6. From a reading of the sub-rule and the above observations, it is evident that if a person is not a necessary party to the litigation or hispresence is not necessary to adjudicate the case effectually and completely, he shall not'be added as defendant without the consent of the plaintiff. The ground that he is likely to suffer a loss if he is not made a defendant, is no ground to implead him as such.

7. In the present case, as already stated above, the suit is for dissolution of the partnership and rendition of accounts. The petitioner is a creditor of the firm.
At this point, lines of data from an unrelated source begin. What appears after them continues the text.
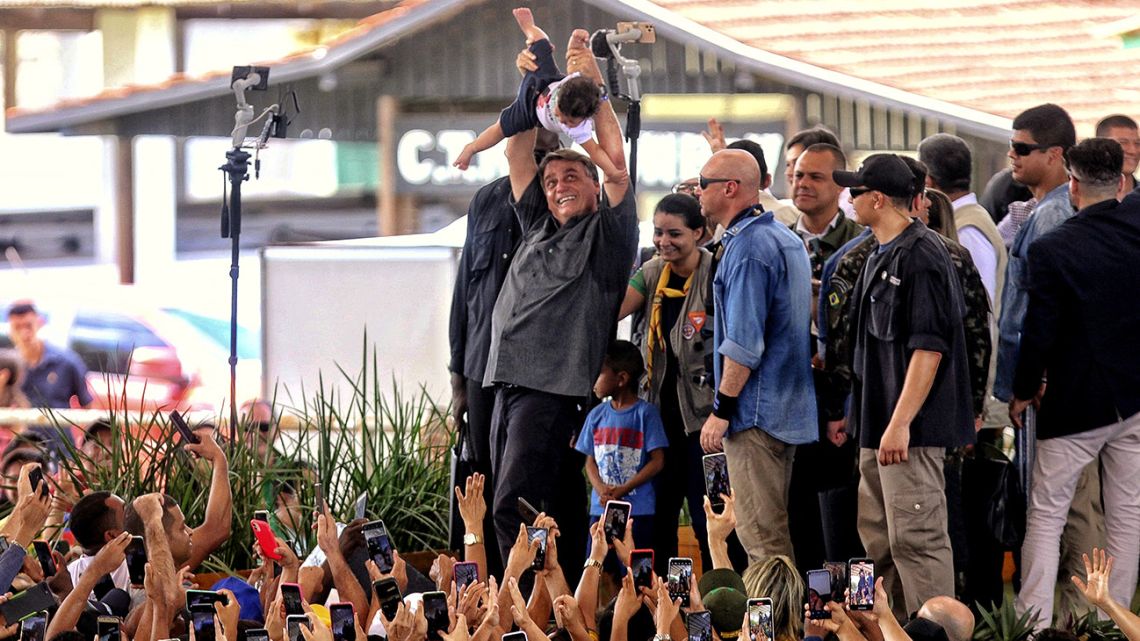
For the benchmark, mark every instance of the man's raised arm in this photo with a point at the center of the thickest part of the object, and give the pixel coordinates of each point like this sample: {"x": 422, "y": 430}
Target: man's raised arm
{"x": 520, "y": 157}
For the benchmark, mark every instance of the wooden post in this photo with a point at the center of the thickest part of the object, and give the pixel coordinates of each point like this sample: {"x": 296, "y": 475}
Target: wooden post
{"x": 388, "y": 219}
{"x": 124, "y": 209}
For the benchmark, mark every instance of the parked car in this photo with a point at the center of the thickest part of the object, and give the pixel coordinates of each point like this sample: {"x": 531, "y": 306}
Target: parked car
{"x": 151, "y": 358}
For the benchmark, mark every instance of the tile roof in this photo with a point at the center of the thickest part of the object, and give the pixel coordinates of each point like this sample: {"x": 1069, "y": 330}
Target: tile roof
{"x": 974, "y": 61}
{"x": 995, "y": 56}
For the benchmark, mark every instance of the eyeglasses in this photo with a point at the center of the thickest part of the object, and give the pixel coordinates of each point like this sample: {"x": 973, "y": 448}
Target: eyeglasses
{"x": 706, "y": 181}
{"x": 689, "y": 188}
{"x": 1026, "y": 148}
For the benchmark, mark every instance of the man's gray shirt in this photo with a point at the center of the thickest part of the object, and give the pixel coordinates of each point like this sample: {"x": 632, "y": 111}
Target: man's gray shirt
{"x": 559, "y": 305}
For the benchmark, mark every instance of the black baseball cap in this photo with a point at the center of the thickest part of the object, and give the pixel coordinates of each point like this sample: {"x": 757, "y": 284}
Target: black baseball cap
{"x": 880, "y": 172}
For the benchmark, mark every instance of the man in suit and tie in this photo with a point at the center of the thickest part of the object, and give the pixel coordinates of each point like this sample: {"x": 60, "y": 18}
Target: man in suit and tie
{"x": 1081, "y": 326}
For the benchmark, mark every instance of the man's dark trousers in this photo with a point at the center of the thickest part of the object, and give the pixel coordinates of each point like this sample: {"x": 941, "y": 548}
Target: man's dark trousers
{"x": 531, "y": 438}
{"x": 480, "y": 407}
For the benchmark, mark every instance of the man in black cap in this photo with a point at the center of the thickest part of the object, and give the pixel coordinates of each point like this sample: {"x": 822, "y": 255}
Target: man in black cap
{"x": 911, "y": 389}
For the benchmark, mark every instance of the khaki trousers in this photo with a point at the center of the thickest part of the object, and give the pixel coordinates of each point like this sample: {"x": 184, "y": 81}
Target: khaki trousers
{"x": 759, "y": 470}
{"x": 902, "y": 521}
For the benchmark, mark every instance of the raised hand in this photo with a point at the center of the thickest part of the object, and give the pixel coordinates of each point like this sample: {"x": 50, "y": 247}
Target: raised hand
{"x": 1097, "y": 573}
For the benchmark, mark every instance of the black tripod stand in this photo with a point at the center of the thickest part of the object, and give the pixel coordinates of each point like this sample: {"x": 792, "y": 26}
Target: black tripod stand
{"x": 237, "y": 171}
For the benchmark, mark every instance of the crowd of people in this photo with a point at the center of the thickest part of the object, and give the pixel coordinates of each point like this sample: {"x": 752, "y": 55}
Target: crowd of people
{"x": 849, "y": 351}
{"x": 803, "y": 375}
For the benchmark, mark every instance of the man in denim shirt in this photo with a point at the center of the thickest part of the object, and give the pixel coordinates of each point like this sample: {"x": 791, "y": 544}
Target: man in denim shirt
{"x": 765, "y": 402}
{"x": 1041, "y": 137}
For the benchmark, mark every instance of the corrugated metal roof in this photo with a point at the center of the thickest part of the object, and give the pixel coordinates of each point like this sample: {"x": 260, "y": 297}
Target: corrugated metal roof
{"x": 976, "y": 63}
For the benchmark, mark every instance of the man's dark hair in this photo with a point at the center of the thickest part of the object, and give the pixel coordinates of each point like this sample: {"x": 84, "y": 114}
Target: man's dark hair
{"x": 579, "y": 97}
{"x": 624, "y": 356}
{"x": 21, "y": 308}
{"x": 90, "y": 519}
{"x": 754, "y": 148}
{"x": 1115, "y": 120}
{"x": 569, "y": 155}
{"x": 684, "y": 207}
{"x": 838, "y": 159}
{"x": 813, "y": 136}
{"x": 1049, "y": 124}
{"x": 949, "y": 159}
{"x": 1096, "y": 163}
{"x": 132, "y": 521}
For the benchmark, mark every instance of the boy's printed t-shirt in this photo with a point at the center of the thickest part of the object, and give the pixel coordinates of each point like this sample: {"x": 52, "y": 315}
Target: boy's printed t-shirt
{"x": 620, "y": 440}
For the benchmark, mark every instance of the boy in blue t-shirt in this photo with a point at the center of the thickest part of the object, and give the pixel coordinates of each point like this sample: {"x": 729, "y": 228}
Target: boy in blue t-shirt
{"x": 624, "y": 441}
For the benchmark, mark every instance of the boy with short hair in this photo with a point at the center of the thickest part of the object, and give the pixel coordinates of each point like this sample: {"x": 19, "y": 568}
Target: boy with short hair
{"x": 562, "y": 104}
{"x": 624, "y": 441}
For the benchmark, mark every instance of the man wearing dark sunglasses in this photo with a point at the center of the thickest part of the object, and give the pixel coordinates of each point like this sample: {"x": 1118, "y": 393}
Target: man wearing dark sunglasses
{"x": 1041, "y": 137}
{"x": 1036, "y": 154}
{"x": 765, "y": 399}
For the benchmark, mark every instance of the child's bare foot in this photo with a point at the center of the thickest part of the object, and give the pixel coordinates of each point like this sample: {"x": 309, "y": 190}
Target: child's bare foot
{"x": 526, "y": 21}
{"x": 578, "y": 40}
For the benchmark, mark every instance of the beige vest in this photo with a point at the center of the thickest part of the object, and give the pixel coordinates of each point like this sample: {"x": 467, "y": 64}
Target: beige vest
{"x": 695, "y": 399}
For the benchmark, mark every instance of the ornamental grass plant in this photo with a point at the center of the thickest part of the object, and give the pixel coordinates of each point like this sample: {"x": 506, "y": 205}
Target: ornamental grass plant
{"x": 376, "y": 439}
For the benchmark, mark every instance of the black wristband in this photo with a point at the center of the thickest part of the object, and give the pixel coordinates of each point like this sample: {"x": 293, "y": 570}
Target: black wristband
{"x": 724, "y": 406}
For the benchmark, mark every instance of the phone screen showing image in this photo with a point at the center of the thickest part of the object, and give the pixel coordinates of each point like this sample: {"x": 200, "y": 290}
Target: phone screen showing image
{"x": 759, "y": 619}
{"x": 343, "y": 621}
{"x": 539, "y": 535}
{"x": 861, "y": 584}
{"x": 388, "y": 591}
{"x": 700, "y": 626}
{"x": 34, "y": 627}
{"x": 380, "y": 545}
{"x": 819, "y": 593}
{"x": 678, "y": 578}
{"x": 203, "y": 621}
{"x": 641, "y": 564}
{"x": 436, "y": 613}
{"x": 107, "y": 629}
{"x": 838, "y": 570}
{"x": 465, "y": 574}
{"x": 716, "y": 478}
{"x": 43, "y": 554}
{"x": 293, "y": 624}
{"x": 291, "y": 598}
{"x": 617, "y": 514}
{"x": 136, "y": 560}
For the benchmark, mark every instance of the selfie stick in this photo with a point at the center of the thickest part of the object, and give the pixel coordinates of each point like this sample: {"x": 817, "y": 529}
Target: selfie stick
{"x": 607, "y": 43}
{"x": 237, "y": 171}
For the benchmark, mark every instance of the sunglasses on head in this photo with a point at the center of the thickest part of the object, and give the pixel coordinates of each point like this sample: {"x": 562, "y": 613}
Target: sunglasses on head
{"x": 1026, "y": 148}
{"x": 706, "y": 181}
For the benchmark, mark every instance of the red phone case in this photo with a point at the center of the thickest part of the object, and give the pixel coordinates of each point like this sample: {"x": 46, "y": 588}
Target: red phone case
{"x": 266, "y": 538}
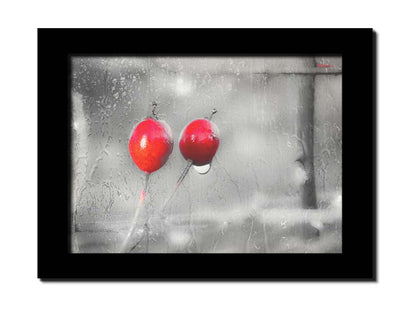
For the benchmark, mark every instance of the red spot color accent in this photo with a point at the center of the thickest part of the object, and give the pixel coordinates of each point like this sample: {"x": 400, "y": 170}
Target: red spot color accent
{"x": 199, "y": 141}
{"x": 142, "y": 196}
{"x": 151, "y": 144}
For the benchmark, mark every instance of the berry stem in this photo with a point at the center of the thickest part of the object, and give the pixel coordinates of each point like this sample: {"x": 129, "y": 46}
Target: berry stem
{"x": 136, "y": 215}
{"x": 212, "y": 113}
{"x": 178, "y": 183}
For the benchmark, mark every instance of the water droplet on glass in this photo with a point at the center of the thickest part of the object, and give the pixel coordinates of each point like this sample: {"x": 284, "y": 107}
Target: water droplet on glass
{"x": 202, "y": 169}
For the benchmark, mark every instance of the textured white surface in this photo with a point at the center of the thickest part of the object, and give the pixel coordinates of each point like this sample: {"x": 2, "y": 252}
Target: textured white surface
{"x": 397, "y": 272}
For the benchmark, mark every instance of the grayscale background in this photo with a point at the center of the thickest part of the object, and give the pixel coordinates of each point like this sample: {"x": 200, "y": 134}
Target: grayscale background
{"x": 275, "y": 184}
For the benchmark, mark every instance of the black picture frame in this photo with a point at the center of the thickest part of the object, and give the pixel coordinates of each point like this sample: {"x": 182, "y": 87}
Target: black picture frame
{"x": 358, "y": 258}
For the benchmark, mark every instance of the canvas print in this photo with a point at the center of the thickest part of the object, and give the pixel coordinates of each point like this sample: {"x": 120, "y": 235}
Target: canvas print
{"x": 206, "y": 154}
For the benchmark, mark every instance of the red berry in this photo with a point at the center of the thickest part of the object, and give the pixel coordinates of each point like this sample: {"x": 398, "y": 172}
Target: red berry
{"x": 199, "y": 141}
{"x": 151, "y": 144}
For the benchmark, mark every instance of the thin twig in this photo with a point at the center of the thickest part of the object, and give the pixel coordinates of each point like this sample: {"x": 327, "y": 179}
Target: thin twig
{"x": 136, "y": 215}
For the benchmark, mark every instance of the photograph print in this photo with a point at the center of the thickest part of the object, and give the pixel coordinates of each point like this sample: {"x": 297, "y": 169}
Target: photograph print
{"x": 206, "y": 154}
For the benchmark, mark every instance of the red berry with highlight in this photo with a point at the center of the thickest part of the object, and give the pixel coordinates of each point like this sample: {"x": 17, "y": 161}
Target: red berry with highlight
{"x": 199, "y": 141}
{"x": 151, "y": 144}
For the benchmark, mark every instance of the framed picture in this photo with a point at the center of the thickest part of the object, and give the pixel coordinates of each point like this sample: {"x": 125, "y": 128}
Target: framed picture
{"x": 228, "y": 154}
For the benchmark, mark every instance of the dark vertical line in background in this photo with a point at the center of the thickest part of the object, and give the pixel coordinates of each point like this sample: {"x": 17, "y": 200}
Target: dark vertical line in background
{"x": 306, "y": 135}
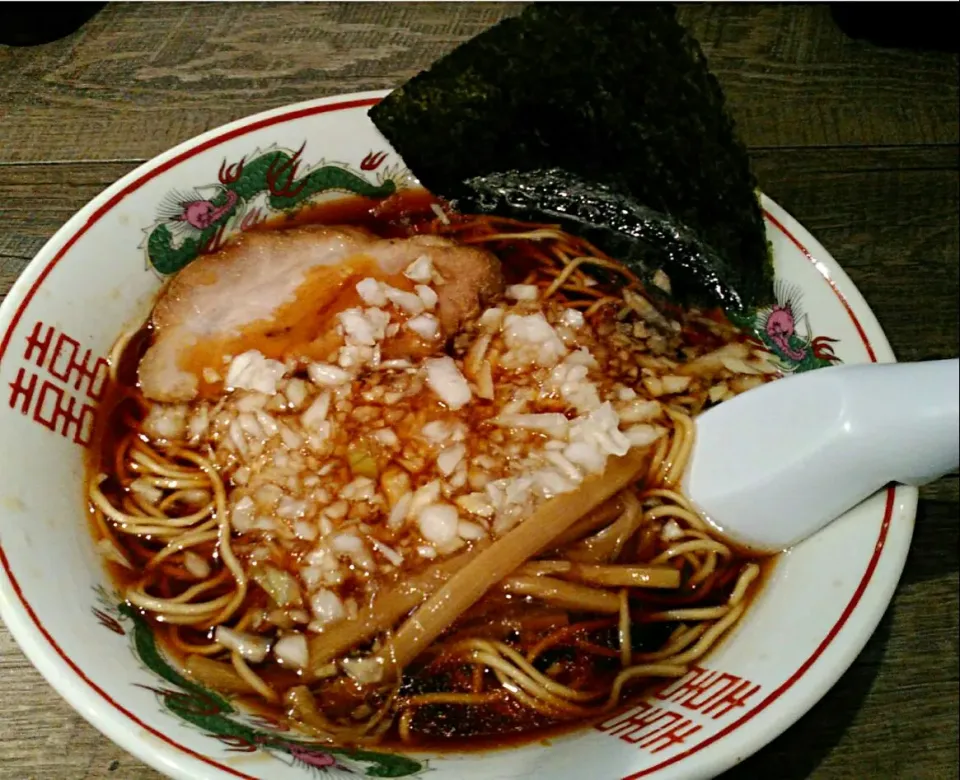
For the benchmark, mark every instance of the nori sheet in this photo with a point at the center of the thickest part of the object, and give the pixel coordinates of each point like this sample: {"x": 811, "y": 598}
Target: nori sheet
{"x": 619, "y": 94}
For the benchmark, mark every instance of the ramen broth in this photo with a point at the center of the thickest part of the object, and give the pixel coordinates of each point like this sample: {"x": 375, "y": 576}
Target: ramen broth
{"x": 453, "y": 694}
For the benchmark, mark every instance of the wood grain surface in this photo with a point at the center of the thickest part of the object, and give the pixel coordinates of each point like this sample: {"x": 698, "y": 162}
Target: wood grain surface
{"x": 859, "y": 143}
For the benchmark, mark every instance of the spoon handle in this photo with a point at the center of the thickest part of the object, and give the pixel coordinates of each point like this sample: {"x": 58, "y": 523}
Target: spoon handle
{"x": 908, "y": 416}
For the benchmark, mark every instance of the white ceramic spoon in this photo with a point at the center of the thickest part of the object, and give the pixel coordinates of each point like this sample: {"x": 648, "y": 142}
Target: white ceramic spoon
{"x": 778, "y": 463}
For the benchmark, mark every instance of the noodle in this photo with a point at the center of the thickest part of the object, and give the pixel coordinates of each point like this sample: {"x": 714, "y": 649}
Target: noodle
{"x": 536, "y": 614}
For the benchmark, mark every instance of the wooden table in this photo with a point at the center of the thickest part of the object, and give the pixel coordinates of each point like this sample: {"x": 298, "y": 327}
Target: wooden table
{"x": 859, "y": 143}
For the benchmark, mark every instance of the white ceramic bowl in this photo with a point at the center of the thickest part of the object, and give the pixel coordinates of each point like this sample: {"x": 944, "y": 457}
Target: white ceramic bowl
{"x": 99, "y": 274}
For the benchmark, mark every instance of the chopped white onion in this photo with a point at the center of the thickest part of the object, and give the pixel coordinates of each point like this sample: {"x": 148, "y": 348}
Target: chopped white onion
{"x": 365, "y": 671}
{"x": 426, "y": 326}
{"x": 252, "y": 371}
{"x": 250, "y": 647}
{"x": 438, "y": 523}
{"x": 522, "y": 292}
{"x": 572, "y": 318}
{"x": 445, "y": 379}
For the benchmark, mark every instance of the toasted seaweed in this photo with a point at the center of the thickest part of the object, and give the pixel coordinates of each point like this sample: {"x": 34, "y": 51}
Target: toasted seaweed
{"x": 643, "y": 239}
{"x": 617, "y": 94}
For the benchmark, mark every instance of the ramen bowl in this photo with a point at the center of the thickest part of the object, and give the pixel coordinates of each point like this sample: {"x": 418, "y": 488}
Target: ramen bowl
{"x": 99, "y": 275}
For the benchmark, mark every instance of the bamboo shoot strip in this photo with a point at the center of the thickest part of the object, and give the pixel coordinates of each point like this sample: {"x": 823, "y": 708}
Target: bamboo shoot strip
{"x": 504, "y": 556}
{"x": 382, "y": 614}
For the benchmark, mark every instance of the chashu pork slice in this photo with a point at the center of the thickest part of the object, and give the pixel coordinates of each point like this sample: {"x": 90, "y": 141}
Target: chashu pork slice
{"x": 279, "y": 292}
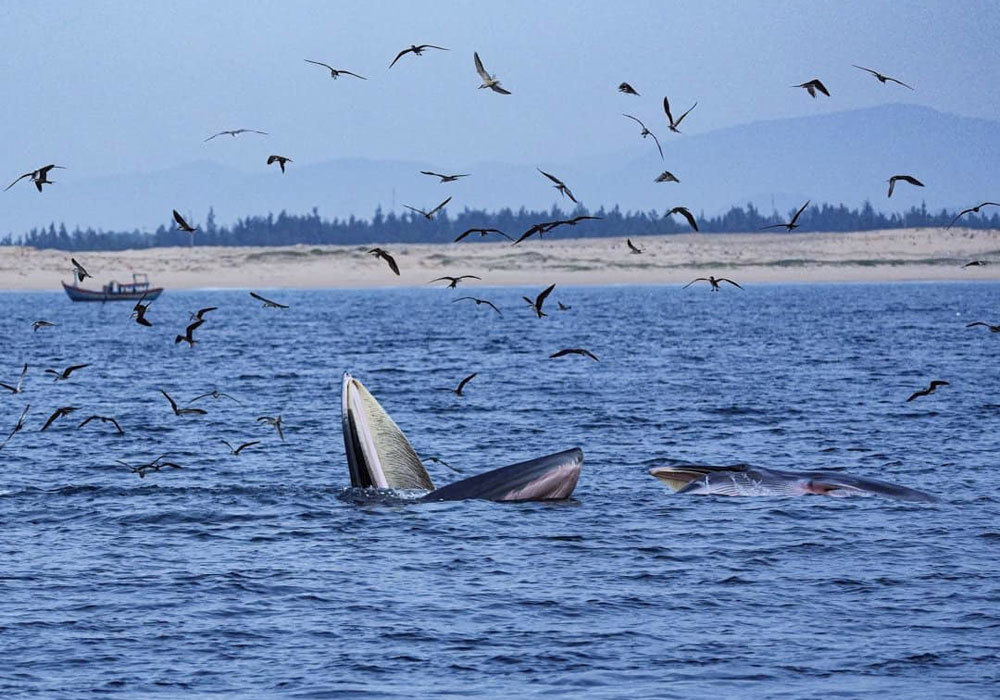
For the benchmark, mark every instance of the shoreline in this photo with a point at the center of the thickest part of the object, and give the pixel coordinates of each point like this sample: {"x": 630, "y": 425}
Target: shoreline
{"x": 899, "y": 255}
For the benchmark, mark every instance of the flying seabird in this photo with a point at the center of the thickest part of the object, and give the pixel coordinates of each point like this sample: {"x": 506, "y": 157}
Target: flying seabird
{"x": 444, "y": 178}
{"x": 267, "y": 303}
{"x": 905, "y": 178}
{"x": 215, "y": 394}
{"x": 334, "y": 72}
{"x": 236, "y": 450}
{"x": 380, "y": 253}
{"x": 993, "y": 329}
{"x": 536, "y": 305}
{"x": 489, "y": 81}
{"x": 64, "y": 375}
{"x": 929, "y": 390}
{"x": 812, "y": 86}
{"x": 200, "y": 314}
{"x": 478, "y": 302}
{"x": 274, "y": 422}
{"x": 79, "y": 270}
{"x": 280, "y": 160}
{"x": 483, "y": 232}
{"x": 461, "y": 385}
{"x": 453, "y": 281}
{"x": 416, "y": 50}
{"x": 714, "y": 281}
{"x": 973, "y": 210}
{"x": 182, "y": 224}
{"x": 791, "y": 225}
{"x": 16, "y": 389}
{"x": 103, "y": 419}
{"x": 560, "y": 185}
{"x": 646, "y": 132}
{"x": 683, "y": 211}
{"x": 429, "y": 214}
{"x": 575, "y": 351}
{"x": 670, "y": 117}
{"x": 188, "y": 337}
{"x": 38, "y": 177}
{"x": 58, "y": 413}
{"x": 139, "y": 312}
{"x": 881, "y": 77}
{"x": 182, "y": 411}
{"x": 236, "y": 132}
{"x": 17, "y": 427}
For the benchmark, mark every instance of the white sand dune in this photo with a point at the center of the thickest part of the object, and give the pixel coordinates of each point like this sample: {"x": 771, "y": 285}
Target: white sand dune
{"x": 909, "y": 254}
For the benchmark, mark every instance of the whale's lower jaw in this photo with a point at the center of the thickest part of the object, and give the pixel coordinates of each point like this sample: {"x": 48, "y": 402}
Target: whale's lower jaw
{"x": 741, "y": 480}
{"x": 549, "y": 478}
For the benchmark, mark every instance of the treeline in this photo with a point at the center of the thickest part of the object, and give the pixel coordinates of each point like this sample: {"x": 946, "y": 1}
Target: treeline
{"x": 290, "y": 229}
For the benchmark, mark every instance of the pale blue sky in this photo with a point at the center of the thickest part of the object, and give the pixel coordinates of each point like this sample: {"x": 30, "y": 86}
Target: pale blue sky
{"x": 113, "y": 87}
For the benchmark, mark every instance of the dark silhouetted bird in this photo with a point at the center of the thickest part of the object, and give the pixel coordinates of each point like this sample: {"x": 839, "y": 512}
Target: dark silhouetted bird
{"x": 791, "y": 225}
{"x": 416, "y": 50}
{"x": 390, "y": 261}
{"x": 929, "y": 390}
{"x": 905, "y": 178}
{"x": 461, "y": 385}
{"x": 575, "y": 351}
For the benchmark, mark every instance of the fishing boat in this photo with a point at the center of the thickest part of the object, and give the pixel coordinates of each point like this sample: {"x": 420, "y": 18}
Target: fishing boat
{"x": 115, "y": 291}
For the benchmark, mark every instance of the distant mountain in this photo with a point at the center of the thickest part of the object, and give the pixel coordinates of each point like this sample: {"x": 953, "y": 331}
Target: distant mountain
{"x": 842, "y": 157}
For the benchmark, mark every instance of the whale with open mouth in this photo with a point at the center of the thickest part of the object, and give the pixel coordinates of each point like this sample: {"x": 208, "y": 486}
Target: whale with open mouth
{"x": 743, "y": 480}
{"x": 380, "y": 456}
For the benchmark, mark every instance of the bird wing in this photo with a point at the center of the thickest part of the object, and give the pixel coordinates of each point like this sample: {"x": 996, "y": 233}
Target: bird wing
{"x": 58, "y": 412}
{"x": 687, "y": 215}
{"x": 799, "y": 212}
{"x": 461, "y": 384}
{"x": 318, "y": 63}
{"x": 479, "y": 67}
{"x": 16, "y": 181}
{"x": 634, "y": 119}
{"x": 390, "y": 260}
{"x": 543, "y": 296}
{"x": 900, "y": 82}
{"x": 666, "y": 108}
{"x": 551, "y": 177}
{"x": 173, "y": 404}
{"x": 439, "y": 207}
{"x": 681, "y": 118}
{"x": 399, "y": 56}
{"x": 658, "y": 147}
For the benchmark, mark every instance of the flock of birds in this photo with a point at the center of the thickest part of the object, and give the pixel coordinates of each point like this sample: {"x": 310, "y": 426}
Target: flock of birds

In the aforesaid situation, it is neither a necessary party nor it is necessary to implead it to decide the dispute between the parties effectually and completely. Even if it may be assumed that the goods are hypothecated with the petitioner, it does not mean that it is entitled to become a defendant in a litigation between the partners of the firm. The facts in Nawaneetdas Lakhmidas' case, AIR 1955 MP 113, are distinguishable. In that case no application was made by such a person to become a party. In my view, that case is of no avail to the petitioner.

8. For the aforesaid reasons, I do not find any merit in the revision petition and dismiss the same. No order as to costs.